Il y a quelques jours, j’ai accompagné Damien pour une de ses sorties.
Damien, c’est un de nos deux glaciologues (il y a un Français et un Italien). Bon… à l’origine, il n’est pas glaciologue : il est ingénieur en systèmes cryogéniques. C’est le seul d’entre nous à travailler ici dans un « environnement » plus chaud que son « environnement » professionnel habituel !
(En réalité, aucun des hivernants scientifiques ne travaille vraiment dans son champ de compétence d’origine. Pourquoi ? Parce que toutes les expérimentations sont installées en été. Le travail des hivernants, c’est d’entretenir les installations, de récupérer les données et de les transmettre. Il faut donc avoir une bonne culture scientifique mais pas nécessairement être spécialiste du domaine concerné.)
Deux fois par semaine, Damien doit se rendre à la « Clean area » pour faire des prélèvements. Il s’agit d’une grande zone dont l’accès est par ailleurs interdit afin de préserver la pureté de la neige.
Mais, avant de sortir, il faut bien se couvrir car il fait -64°C et, comme il y a un peu de vent, la température ressentie est à -81°C.
Damien essaie un masque que lui a prêté Vincent. Il est sensé limiter les problèmes de buée dans le masque.
Il fait surtout de jolis panaches de respiration.
Il est 14h20, le soleil est déjà en train de se coucher derrière « Astro shelter ».
Et, après 15 minutes de marche, nous arrivons à « Atmos shelter ».
Malgré l’anti-buée consciencieusement appliqué avant de partir, je suis presque aveugle en arrivant.

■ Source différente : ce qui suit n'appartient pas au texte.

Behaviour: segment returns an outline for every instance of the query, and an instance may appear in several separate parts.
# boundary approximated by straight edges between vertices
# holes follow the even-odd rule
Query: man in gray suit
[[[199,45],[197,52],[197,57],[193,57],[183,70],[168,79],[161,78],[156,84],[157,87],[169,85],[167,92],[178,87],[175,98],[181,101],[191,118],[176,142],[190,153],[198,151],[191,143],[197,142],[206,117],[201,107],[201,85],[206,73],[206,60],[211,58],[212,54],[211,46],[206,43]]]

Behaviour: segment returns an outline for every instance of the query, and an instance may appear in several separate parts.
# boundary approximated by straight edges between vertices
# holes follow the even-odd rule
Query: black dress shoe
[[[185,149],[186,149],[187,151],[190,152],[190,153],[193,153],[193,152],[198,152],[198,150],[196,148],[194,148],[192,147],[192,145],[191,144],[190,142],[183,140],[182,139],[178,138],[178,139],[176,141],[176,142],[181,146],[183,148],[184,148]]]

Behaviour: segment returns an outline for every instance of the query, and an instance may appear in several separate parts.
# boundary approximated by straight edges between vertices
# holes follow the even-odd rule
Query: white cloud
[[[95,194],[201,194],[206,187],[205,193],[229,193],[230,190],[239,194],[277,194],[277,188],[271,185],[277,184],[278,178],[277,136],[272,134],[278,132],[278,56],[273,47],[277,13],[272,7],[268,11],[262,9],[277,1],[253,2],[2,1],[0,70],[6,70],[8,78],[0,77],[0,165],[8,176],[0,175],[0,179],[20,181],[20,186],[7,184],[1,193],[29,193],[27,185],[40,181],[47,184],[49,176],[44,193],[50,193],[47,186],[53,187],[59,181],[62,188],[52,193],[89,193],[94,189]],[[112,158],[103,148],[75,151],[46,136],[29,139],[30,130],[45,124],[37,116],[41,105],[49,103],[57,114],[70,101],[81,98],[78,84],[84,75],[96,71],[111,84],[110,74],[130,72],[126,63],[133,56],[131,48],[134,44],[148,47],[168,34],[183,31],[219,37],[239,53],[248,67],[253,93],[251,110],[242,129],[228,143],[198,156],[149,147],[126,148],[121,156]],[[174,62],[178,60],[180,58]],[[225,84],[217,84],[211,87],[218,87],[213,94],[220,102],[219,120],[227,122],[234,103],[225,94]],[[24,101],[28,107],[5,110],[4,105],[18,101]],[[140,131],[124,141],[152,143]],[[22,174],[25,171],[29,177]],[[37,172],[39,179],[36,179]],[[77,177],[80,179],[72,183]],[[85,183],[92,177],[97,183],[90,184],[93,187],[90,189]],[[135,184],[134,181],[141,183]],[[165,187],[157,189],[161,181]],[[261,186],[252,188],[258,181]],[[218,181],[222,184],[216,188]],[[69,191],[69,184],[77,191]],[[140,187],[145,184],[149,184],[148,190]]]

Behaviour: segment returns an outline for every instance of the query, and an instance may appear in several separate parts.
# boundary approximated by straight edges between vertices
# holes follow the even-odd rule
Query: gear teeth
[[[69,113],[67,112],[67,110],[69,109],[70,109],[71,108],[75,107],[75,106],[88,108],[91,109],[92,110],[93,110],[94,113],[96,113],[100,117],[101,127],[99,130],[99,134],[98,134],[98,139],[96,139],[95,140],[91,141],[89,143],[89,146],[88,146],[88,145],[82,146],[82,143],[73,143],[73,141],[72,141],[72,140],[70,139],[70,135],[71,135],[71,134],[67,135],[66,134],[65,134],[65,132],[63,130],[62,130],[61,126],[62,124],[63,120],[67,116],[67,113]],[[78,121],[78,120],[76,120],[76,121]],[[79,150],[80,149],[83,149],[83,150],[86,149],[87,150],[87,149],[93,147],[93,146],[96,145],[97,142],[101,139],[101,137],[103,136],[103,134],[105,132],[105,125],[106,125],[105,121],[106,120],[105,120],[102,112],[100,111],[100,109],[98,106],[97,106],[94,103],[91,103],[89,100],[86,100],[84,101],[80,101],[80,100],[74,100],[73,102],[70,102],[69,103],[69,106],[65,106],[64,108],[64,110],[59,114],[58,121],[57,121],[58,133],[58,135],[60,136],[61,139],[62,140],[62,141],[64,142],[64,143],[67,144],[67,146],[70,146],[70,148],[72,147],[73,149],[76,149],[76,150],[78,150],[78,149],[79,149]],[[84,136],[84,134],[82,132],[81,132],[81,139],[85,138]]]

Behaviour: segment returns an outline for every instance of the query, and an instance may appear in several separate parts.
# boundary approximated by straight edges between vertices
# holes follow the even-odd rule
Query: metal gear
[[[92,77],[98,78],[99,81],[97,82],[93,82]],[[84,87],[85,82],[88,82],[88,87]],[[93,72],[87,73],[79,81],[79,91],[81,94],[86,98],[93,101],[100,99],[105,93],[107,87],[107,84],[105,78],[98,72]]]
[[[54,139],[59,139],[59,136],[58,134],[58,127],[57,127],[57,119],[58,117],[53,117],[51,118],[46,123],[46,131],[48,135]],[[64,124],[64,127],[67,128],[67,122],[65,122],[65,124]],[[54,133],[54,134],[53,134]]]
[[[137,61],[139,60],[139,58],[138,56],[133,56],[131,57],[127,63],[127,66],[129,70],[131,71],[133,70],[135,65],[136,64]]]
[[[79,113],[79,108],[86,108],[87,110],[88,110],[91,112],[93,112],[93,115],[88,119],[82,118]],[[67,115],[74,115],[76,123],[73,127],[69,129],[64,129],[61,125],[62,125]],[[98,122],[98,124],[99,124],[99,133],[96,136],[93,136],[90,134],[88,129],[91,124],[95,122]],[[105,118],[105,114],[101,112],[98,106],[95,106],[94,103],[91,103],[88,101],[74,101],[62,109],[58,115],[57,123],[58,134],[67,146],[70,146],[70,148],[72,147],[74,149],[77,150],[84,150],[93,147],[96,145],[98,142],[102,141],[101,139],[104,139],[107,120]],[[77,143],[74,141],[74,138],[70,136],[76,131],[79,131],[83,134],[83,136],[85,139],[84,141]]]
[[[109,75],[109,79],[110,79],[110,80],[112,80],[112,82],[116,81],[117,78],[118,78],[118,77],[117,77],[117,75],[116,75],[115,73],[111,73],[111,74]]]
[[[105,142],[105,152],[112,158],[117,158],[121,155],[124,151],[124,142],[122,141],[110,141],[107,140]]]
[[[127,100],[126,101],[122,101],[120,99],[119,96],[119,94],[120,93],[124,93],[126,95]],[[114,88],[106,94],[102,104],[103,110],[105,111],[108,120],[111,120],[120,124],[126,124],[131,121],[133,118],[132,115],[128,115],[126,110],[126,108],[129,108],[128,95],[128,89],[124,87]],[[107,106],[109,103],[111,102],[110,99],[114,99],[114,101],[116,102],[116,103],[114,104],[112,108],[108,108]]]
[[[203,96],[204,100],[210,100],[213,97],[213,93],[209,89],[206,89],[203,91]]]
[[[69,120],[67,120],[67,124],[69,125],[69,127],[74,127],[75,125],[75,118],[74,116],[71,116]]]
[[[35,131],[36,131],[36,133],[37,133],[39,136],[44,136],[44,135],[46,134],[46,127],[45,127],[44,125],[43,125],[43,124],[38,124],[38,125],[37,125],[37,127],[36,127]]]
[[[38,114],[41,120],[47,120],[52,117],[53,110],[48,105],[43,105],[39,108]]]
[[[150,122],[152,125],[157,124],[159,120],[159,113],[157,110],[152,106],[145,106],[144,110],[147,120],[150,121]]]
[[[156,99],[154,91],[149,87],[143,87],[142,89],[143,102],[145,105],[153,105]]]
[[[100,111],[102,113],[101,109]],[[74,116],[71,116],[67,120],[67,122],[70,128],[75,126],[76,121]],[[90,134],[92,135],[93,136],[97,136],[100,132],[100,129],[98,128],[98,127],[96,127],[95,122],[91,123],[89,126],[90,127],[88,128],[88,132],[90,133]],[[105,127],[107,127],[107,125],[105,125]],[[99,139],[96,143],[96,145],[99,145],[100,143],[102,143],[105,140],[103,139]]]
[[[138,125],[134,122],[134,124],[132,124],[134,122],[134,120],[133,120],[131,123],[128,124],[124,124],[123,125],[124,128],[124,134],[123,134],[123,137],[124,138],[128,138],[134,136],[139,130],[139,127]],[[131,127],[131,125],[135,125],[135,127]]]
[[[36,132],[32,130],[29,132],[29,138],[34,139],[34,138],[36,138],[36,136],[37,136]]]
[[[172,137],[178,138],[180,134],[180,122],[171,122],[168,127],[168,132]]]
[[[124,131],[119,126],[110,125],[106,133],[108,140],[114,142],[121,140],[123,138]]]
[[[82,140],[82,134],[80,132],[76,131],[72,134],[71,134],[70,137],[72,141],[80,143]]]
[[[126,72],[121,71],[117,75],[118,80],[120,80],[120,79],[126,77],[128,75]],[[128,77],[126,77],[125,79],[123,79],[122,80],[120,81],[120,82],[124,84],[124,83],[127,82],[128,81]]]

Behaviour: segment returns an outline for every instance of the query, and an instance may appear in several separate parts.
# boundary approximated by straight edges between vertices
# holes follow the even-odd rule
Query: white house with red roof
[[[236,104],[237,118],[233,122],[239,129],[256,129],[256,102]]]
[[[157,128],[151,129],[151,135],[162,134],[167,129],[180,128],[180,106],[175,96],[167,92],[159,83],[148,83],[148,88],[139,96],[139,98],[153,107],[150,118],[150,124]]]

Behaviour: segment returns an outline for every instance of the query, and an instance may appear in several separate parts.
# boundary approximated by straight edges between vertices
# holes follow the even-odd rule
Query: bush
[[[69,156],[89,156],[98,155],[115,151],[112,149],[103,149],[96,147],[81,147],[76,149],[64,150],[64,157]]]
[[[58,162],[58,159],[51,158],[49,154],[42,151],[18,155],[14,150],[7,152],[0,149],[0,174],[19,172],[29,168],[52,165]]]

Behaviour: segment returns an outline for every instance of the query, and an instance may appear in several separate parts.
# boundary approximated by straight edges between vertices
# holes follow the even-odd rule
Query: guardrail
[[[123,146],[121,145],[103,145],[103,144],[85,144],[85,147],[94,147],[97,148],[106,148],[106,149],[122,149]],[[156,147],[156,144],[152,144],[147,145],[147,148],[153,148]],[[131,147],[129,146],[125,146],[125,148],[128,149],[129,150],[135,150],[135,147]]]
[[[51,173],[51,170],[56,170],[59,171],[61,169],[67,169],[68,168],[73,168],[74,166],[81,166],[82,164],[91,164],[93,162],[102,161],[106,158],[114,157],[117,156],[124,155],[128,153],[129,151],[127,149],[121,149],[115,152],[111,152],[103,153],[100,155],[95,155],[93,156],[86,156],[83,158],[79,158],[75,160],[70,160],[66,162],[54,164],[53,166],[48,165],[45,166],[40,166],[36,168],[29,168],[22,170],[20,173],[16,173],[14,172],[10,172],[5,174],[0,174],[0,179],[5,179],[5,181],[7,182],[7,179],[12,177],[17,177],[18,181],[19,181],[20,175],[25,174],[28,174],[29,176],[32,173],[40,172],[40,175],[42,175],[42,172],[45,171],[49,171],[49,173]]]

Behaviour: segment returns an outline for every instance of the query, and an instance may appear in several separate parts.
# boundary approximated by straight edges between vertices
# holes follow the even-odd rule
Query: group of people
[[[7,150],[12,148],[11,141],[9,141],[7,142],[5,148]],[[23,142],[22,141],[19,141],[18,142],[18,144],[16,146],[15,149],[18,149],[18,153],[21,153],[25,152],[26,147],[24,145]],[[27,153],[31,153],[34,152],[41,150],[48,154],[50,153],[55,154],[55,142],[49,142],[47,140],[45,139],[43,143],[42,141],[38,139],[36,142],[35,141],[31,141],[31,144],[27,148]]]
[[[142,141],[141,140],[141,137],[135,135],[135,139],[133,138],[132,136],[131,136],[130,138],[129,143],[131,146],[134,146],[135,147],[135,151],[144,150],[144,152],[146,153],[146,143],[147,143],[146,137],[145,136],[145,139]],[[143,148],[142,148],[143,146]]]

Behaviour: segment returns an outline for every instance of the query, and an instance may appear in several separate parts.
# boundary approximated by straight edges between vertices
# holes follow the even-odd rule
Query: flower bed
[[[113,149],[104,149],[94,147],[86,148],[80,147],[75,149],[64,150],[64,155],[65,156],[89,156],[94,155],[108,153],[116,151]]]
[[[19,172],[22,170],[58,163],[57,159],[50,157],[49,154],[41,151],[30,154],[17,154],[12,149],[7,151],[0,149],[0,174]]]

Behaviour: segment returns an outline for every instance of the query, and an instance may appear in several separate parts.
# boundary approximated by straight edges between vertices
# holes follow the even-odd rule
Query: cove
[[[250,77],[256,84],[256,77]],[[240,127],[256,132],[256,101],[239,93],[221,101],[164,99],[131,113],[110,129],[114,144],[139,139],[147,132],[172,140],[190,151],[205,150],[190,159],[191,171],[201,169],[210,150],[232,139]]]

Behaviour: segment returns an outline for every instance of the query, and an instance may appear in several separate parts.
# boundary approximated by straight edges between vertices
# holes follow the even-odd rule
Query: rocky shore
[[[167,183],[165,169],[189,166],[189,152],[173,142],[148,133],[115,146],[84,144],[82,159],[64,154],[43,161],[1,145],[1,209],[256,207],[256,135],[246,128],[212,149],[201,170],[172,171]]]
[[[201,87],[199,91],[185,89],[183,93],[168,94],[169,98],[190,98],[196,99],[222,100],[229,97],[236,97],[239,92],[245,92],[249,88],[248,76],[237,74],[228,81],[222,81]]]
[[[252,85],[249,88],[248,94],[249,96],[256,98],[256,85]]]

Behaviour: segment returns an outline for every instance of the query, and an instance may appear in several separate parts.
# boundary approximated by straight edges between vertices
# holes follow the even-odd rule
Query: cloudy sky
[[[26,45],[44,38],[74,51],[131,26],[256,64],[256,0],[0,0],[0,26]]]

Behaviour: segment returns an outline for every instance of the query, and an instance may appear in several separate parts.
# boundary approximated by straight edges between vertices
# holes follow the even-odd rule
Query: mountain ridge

Petite pause au chaud, le temps que Damien fasse quelques manip’ et prépare les tubes et sachets nécessaires aux trois différents types de prélèvements qu’il doit faire aujourd’hui.
Les premiers prélèvements concernent les nitrates et les sulfates de l’atmosphère, qui se déposent avec la neige. Tant qu’on ne fait pas pipi dans la neige (!), il n’y a pas vraiment de risques de contamination et ils peuvent donc être prélevés directement à côté de l’abri. Leurs résultats seront corrélés aux mesures d’ozone atmosphérique effectuées par une des machines du shelter.
Il faut récupérer la couche de neige la plus superficielle. Pour ceci, Damien commence par racler la surface avec une spatule de magasin de bricolage et récupère la petite crête ainsi formée à l’aide d’une pelle à bonbons ! (Comme souvent ici, on a un mélange de technologie de pointe ultra-précise et d’éléments de bricolage… mais qui fonctionnent !)
Il est temps de se rendre dans la Clean Area. Nous empruntons un chemin balisé par des piquets, dont il ne faut pas dévier.
A chaque série de prélèvement, Damien pose un repère et la prochaine série sera faite 10 pas plus loin. Cette année, c’est à gauche du chemin, l’année dernière c’était à droite.
Une fois arrivée au repère du jour, Damien part à angle droit pour faire 5 paires de prélevements tous les 10 pas. Ces prélèvements sont destinés, d’une part à l’étude des isotopes de l’eau, et d’autre part à mesurer la densité de la neige.
Pour cette dernière mesure, il faut creuser un petit trou puis faire deux prélèvements (en surface et à 7 centimètres de profondeur) à l’aide d’une petite sonde dont le volume est très précisément calibré (quand la neige est trop compacte, il faut la massette pour l’enfoncer !).
A 10 pas d’écart, la densité peut changer considérablement et, pour la première fois depuis son arrivée, un des prélèvements n’a pas été possible tellement la surface était dure.
Au bout d’une demi-heure, les prélèvements sont terminés, le soleil est passé sous l’horizon et il fait vraiment froid. Il est temps de revenir vers le shelter.
15h50, retour vers la station avec des couleurs assez incroyables. Il fait -82°C, nous sommes épuisés.
C’est vraiment magnifique 🤩 merci de nous faire partager votre aventure 😘
Ici, on se plaint quand il fait – 2°C et qu’il faut gratter le pare-brise le matin… Mais il est vrai que notre environnement n’est pas comparable au vôtre, fait de lumières sublimes, de pureté de l’air, de couleurs magnifiques. Merci de nous offrir un peu de ce « nulle part » du bout du monde.
Merci de nous faire partager votre aventure , c’est impressionnant et flippant à la fois cette immensité glaciale. Bravo aux héros de la recherche
Mince ! -82° C.
Ces températures extrêmes dépassent l’entendement.
Grand coup de chapeau à cette équipe de choc.